A seascape in horizontal format, showing, at left, three sailing ships out at sea. There is a another ship on the horizon, and at far right, the faint indication of land. The sea is very calm.
The ships all appear to be sailing more or less towards the viewer, the foremost from left to right, the next from right to left, and the third directly towards the viewer but very slightly from right to left. The nearest ship is probably a small two-masted fore-and-aft schooner, although the configuration of the sails is confusing. The second is a two-masted, square-rigged brig, probably a small merchant ship. The third ship, sailing towards the viewer, is again a small two-masted, square-rigged brig. Whistler may have used artistic license in depicting the lights, both in colour and position. 9
There has been some confusion about whether this painting represents a ship called the Solent en route to Valparaiso, or the strait between the Isle of Wight and the mainland at Southampton, of that name.

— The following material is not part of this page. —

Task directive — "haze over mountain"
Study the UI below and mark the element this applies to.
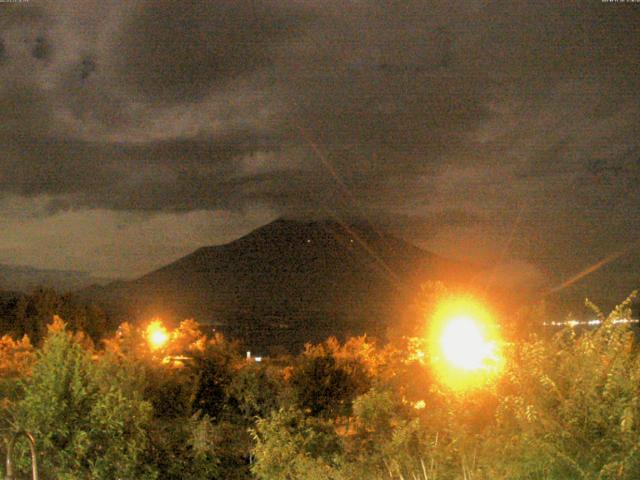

It is now thought most likely that it was painted on the Solent near Southampton in the early 1870s. Two other Nocturnes were painted there, namely Nocturne: Blue and Gold - Southampton Water [YMSM 117] and Nocturne in Black and Gold: Entrance to Southampton Water [YMSM 179].
7: New York Times, New York, 16 November 1935, p. 13, op. cit.
9: Many thanks to Iain P. MacInnes, naval architect and historian, for this information.
10: Copies of letters from Pennell and Duret, 1910, Whistler Paintings Project files, Glasgow University Library.